Time-killer WebGL
Time-killer WebGL
There are a lot of shader-playgrounds for WebGL scattered around the net. A few of the better known ones are…
Some let you mess around with the fragment-shaders only, while others expose vertex- and fragment-shaders. The great advantage you get with these WebGL-environments is the fact, that they eliminate the need for setting up your OpenGL-context using the native toolkit of your OS, though this is only mildly painful these days thanks to SDL, Qt and gtk. Thus you can concentrate on the graphical effect idea right from the start.
Although WebGL does not expose all the latest features of desktop OpenGL 4.x, WebGL 2.0 is equal to OpenGL|ES 3.0. With that you have a very rich toolset already. One of the major features still missing, is support for geometry-shaders. These are the ones that get executed before the vertex-shader and can inject geometry-data into your draw-calls.

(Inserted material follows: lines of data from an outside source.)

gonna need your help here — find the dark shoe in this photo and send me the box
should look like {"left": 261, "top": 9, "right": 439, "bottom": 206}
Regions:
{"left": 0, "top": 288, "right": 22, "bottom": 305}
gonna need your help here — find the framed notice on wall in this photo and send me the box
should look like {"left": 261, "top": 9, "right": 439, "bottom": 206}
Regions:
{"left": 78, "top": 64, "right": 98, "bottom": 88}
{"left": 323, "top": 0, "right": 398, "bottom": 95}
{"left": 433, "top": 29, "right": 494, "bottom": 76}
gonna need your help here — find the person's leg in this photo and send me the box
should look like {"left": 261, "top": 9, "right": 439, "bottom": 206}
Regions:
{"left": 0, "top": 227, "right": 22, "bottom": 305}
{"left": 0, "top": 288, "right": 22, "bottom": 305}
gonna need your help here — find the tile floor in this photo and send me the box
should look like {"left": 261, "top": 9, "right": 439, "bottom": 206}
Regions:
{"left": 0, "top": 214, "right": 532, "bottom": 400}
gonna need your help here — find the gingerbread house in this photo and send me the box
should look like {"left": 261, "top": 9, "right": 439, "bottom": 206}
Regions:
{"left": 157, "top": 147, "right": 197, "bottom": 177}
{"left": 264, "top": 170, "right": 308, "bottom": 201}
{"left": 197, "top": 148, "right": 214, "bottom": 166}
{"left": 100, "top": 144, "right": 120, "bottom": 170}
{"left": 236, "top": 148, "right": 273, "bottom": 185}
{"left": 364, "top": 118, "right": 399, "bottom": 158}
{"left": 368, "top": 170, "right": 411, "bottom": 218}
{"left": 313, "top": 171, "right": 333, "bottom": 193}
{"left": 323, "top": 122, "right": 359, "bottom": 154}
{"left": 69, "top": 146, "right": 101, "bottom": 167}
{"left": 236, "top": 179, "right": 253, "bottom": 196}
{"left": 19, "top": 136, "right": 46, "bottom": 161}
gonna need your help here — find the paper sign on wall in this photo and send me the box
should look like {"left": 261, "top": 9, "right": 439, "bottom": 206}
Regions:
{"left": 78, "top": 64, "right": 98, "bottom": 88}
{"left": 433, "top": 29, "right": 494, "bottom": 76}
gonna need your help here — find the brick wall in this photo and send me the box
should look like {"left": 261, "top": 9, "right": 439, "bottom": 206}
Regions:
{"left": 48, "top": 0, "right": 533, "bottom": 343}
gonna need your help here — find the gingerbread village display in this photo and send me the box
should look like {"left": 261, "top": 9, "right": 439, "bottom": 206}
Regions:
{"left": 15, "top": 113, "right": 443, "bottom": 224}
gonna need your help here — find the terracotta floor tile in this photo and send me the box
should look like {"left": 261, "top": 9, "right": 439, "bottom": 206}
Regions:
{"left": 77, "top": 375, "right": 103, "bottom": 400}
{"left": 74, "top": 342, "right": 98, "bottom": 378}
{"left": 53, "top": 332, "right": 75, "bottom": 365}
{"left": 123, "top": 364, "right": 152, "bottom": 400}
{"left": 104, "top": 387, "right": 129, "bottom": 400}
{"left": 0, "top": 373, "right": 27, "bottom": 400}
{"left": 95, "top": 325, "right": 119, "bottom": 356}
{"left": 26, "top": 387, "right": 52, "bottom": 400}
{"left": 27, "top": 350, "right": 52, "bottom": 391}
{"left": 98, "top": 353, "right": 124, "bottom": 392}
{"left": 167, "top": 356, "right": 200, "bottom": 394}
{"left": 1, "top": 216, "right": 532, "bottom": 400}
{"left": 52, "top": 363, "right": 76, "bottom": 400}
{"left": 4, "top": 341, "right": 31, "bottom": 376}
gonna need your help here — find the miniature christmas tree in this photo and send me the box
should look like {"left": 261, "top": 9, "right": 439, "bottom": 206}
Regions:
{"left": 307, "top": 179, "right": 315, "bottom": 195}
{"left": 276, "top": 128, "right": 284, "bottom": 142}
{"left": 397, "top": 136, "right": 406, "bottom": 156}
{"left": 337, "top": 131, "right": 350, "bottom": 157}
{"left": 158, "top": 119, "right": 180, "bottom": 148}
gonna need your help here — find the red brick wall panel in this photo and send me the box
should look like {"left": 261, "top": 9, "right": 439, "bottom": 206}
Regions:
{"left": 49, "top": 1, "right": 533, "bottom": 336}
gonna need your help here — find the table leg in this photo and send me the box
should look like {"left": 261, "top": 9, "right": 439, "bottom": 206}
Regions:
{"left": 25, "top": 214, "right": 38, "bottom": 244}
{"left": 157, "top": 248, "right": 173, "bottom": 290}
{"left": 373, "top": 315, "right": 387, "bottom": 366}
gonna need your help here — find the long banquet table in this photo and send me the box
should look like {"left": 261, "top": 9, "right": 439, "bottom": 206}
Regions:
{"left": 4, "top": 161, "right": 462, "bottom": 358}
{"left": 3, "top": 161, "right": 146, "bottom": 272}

At the above mentioned sites, there are some very impressive examples of what kind of crazy effects you can do. I just wanted to try out some simple drawing-primitives in a fragment-shader only approach and spent the whole evening toying around with this…
This looks like 3D, but isn’t really 🙂 There is no usual 3D-vertex-data ever pushed to the GPU to draw the box. Everything is happening in one single fragment-shader… yes really, I’m not kidding! Since there’s no typical rasterization-breakdown of a geometric object, the lines are drawn in a analytic fashion without the help of Bresenham’s algorithm. Head over and take a look!
Raymarching!
I love iq’s demos on shadertoy, some of them look amazing! Really want to get into this myself.
Yeah, the examples Iñigo Quilez (aka iq) has up on ShaderToy are truly amazing! iq’s stuff and the brigade realtime path-tracer were part of the sparks that ignited my own raytracer-effort. But it’ll still be some time before I can show off some the results.